In the state I'm in, restless, craving adventure, wanting to get away, feeling very uninspired, I thought what a shame this was, those two, stopping for invisible traffic. I looked past them at all the other intersecting roads ahead and wondered if they would stop for every single one. Really, how ridiculous.

I began to catch up to them (they were, after all, stopping at all the little intersections). As I passed them, I nodded and smiled, doing my best not to rub in the obvious fact. The little boy, upon seeing me in his periphery, exploded into vigorous pedaling. We were side by side for a couple of seconds, but not long enough for me to think of anything to say. We came upon another little intersection and without hesitation the boy breezed through it.

Yet, only seconds later, he looked over his shoulder toward his mom and slowed down. Being passed by a runner is a blow to anyone's self-esteem, especially atop a bike (with only two wheels nonetheless), but his mother hadn't picked up her speed. She might've even stopped at the intersection.

He disappeared behind me.

I felt a bit sorry for him. Yet, in a lot of ways I could relate to him.

I have (with forced patience) been complying to the expectations set for me. Go to college. Be a good student. Get a degree. And like little intersections off the highway, I can see the expectations ahead: Get a good job. Find the right husband. Have kids...then forget about the job. Be a good Christian (what does that mean, by the way?).

Like that six or seven year-old kid, I'm young. I have a lot to learn.

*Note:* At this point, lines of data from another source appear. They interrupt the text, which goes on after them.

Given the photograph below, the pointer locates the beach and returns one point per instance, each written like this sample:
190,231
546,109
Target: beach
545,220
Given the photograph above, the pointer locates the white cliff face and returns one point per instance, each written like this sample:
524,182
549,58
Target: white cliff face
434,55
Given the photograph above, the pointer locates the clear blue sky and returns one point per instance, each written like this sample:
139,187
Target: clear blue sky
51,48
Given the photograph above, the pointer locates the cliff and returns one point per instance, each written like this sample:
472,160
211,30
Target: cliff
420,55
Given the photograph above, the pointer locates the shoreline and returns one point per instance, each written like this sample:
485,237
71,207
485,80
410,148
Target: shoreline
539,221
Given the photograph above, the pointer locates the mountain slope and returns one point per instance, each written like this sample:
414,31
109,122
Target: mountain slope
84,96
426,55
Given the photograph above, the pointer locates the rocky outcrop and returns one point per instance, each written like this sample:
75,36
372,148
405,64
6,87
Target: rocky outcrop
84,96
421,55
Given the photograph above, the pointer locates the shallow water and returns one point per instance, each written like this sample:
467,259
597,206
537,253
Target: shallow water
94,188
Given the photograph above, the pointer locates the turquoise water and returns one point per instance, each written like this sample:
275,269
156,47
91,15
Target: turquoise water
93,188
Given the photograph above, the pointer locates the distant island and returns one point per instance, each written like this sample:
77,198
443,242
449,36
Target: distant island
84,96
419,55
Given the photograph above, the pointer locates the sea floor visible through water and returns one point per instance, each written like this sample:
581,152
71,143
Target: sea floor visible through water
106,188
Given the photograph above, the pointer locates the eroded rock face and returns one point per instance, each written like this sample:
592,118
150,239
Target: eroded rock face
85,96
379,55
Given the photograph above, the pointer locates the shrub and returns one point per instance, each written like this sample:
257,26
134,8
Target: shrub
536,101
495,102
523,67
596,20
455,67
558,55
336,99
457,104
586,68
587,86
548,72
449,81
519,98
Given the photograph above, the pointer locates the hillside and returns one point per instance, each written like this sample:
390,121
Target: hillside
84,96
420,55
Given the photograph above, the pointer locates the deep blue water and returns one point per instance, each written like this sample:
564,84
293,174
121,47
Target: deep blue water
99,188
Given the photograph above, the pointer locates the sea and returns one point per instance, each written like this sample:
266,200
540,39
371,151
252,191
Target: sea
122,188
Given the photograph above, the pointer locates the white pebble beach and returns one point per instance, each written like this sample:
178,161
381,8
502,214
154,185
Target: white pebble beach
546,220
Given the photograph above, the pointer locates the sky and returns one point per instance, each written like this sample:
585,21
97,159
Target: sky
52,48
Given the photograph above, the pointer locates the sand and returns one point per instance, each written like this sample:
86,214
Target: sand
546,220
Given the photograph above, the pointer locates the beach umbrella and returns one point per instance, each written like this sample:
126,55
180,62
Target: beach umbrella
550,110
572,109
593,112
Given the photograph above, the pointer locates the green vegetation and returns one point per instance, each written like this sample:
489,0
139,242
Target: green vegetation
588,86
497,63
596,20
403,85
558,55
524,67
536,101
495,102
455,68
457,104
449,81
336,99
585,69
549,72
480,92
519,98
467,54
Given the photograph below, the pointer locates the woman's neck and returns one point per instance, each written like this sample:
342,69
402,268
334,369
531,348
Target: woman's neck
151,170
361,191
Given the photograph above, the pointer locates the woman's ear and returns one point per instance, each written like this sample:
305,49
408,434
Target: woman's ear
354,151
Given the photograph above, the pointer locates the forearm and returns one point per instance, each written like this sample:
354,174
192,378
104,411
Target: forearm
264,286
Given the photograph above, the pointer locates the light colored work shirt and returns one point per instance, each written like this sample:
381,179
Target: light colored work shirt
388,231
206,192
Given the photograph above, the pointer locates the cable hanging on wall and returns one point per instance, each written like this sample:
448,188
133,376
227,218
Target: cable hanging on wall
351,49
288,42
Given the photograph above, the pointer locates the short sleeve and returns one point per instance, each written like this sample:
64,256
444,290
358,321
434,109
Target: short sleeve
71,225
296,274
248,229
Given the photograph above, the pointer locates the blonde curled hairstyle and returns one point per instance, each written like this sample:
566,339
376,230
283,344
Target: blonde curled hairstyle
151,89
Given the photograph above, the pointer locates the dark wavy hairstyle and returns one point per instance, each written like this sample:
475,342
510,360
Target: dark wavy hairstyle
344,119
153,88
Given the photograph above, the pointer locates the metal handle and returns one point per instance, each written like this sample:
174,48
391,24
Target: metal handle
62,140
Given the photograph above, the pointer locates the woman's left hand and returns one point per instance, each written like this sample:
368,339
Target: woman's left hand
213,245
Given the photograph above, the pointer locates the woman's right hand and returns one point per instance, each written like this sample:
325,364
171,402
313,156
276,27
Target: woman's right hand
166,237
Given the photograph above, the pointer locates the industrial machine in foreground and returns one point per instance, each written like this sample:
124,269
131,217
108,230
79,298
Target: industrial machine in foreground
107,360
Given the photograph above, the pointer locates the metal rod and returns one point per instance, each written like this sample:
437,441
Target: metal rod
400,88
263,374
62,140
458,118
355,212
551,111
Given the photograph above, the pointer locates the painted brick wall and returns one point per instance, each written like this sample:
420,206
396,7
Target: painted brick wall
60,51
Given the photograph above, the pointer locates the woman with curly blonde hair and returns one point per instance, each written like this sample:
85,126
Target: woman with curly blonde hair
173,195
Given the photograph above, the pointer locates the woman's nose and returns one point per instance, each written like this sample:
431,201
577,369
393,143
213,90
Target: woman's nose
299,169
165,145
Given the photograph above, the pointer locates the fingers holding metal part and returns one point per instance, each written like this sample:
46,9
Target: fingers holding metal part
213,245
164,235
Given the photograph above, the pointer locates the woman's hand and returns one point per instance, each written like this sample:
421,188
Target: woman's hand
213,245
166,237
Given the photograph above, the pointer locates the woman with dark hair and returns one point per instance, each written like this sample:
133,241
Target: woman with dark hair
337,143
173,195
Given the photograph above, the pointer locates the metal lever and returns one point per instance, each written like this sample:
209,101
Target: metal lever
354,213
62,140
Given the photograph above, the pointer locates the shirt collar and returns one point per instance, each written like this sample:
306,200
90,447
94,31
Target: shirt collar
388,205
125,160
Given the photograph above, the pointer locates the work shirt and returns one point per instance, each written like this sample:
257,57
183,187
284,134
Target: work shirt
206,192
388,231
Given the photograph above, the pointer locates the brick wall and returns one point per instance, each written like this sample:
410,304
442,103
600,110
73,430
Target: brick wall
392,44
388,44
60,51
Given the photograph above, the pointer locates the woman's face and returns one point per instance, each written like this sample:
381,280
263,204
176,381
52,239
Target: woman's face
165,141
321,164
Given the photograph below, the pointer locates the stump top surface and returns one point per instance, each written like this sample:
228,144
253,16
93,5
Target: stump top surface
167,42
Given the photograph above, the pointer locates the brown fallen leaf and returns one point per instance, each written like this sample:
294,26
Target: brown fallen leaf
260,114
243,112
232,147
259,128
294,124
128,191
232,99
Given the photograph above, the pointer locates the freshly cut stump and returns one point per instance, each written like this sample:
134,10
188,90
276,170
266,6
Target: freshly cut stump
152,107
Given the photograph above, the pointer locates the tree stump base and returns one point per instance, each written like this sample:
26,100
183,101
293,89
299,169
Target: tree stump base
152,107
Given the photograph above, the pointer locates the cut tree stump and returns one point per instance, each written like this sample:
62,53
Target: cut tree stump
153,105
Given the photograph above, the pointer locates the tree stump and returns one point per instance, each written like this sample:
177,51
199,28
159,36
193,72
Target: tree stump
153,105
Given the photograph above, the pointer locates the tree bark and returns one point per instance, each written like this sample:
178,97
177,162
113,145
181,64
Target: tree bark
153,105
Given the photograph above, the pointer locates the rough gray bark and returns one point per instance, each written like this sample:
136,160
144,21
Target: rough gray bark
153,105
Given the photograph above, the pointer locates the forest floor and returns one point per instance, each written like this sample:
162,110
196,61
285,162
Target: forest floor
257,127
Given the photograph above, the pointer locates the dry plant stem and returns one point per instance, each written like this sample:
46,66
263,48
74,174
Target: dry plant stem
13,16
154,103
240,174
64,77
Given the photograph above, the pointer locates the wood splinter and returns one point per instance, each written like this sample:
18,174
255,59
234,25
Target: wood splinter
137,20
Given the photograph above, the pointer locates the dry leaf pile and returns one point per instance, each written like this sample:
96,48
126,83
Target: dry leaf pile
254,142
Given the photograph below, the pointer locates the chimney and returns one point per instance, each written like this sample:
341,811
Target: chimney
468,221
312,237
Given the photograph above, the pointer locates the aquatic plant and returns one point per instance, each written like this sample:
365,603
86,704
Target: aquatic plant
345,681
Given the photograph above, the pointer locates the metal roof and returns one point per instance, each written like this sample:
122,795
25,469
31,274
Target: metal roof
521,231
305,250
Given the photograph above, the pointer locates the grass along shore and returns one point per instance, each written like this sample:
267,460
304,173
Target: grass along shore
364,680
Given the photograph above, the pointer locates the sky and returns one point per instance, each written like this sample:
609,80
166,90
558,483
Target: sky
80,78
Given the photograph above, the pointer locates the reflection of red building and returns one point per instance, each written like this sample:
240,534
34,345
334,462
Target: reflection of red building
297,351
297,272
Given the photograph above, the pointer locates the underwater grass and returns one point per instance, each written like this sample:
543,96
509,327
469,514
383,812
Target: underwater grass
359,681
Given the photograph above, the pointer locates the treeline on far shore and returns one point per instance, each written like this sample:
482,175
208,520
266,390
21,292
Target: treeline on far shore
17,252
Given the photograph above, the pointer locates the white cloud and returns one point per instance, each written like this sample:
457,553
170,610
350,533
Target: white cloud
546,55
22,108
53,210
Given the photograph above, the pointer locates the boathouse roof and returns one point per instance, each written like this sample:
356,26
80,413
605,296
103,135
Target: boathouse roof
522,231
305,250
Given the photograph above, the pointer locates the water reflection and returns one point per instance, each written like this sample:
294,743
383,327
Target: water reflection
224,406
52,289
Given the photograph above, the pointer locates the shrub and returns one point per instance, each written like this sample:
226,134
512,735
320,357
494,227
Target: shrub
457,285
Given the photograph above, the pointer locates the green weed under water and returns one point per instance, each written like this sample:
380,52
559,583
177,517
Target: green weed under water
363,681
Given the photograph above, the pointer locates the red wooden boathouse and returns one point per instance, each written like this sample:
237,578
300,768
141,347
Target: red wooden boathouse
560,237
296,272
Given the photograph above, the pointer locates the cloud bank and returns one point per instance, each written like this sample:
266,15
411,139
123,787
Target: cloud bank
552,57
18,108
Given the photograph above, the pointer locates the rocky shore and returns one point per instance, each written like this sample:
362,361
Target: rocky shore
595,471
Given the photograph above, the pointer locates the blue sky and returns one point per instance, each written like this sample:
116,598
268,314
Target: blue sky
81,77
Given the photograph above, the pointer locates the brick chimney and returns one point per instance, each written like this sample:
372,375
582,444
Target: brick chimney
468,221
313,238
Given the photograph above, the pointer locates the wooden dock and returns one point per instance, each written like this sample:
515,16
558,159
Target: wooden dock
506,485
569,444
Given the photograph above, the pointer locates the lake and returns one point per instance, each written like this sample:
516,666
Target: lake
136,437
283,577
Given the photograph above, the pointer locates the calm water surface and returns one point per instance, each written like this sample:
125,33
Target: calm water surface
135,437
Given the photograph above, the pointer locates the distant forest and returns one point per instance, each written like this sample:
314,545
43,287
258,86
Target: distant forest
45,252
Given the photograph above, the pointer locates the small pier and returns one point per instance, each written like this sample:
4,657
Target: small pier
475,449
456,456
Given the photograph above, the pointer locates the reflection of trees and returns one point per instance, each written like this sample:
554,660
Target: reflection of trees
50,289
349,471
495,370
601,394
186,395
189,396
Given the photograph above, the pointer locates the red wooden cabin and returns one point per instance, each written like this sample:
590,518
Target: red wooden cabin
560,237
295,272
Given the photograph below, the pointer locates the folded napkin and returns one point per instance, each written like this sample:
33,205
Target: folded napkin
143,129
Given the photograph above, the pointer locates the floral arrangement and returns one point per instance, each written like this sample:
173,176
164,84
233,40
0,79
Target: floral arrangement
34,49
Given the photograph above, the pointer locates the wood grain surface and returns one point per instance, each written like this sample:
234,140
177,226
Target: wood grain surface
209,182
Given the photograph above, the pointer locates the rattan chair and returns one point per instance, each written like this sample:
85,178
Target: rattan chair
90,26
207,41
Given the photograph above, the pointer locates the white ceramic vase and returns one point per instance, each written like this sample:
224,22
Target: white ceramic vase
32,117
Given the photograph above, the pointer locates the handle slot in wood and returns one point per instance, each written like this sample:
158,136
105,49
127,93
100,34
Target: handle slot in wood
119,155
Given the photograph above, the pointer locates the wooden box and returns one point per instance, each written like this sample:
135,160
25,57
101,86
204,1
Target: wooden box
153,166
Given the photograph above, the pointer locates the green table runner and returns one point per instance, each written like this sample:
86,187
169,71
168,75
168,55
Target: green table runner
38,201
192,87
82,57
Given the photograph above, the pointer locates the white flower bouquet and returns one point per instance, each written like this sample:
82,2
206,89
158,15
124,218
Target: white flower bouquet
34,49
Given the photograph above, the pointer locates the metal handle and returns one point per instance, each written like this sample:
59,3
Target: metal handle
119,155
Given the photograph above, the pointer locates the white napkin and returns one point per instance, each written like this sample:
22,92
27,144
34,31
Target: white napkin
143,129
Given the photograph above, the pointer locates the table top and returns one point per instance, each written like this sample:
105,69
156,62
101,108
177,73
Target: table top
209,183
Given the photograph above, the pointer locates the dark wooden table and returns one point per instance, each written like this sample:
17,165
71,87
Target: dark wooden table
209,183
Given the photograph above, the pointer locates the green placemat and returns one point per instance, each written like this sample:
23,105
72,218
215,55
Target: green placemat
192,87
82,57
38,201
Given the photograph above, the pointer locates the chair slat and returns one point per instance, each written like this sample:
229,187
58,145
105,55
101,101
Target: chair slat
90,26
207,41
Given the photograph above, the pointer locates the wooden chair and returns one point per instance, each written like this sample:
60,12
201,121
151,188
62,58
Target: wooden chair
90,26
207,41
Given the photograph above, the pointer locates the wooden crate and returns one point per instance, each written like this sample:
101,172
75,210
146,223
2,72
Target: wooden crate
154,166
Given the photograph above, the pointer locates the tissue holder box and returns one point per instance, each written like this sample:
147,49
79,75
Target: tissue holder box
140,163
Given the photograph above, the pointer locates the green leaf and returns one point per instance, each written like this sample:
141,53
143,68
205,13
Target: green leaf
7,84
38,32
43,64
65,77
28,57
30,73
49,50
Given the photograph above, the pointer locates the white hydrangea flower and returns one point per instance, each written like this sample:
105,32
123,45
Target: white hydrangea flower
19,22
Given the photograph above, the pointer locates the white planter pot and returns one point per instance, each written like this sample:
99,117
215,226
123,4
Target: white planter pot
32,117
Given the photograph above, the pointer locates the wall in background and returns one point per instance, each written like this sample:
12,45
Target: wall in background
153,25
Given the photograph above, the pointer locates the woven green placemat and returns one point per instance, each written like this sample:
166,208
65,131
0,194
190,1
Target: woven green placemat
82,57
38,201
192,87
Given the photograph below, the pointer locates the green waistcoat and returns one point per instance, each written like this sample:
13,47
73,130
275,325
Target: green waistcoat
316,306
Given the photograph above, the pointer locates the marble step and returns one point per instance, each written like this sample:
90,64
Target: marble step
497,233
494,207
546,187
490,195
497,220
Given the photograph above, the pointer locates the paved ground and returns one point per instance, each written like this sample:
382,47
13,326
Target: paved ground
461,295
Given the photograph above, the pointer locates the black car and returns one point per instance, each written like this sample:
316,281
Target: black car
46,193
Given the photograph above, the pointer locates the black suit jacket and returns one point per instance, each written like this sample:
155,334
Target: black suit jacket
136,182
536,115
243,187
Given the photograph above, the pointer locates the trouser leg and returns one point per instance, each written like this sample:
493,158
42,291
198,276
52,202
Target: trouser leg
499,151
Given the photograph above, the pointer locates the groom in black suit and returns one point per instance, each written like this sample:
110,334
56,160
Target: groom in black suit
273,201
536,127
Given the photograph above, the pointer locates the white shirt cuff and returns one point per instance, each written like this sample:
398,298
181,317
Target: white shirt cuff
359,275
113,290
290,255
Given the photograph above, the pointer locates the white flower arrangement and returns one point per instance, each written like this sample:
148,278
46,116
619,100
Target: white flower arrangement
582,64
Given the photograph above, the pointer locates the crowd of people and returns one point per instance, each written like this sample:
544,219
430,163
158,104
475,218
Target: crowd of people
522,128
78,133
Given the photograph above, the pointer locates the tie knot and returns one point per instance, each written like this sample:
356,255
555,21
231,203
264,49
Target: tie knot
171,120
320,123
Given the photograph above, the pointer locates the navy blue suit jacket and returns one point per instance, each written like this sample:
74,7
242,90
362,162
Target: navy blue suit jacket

He might have questioned the necessity of stopping, but if one's mother thought one must stop at all the crossings, then that is exactly what one must do. For all these years I've been doing the same. Still, there is a point when you can accept control over your own life, you don't need to keep stopping.

Society's pressure is like a mother with good intentions. "Do this to be safe. Protect yourself. Always be cautious. You need this." I've been questioning the validity of that message. I question the American circle of life. Many others do as well.

We might question it, but we go along with it because we can't see any other workable plan. Even though there might not be anything wrong with this cycle, I just don't think it's a one-size-fits-all type of deal. Just because I'm an American, doesn't necessarily mean I want to meet all the American expectations.

Whatever it is that will finally set me over the edge, I hope I'll have enough conviction of mind to keep going with it, to keep breaking societies rules (when the time is right), and not slow down.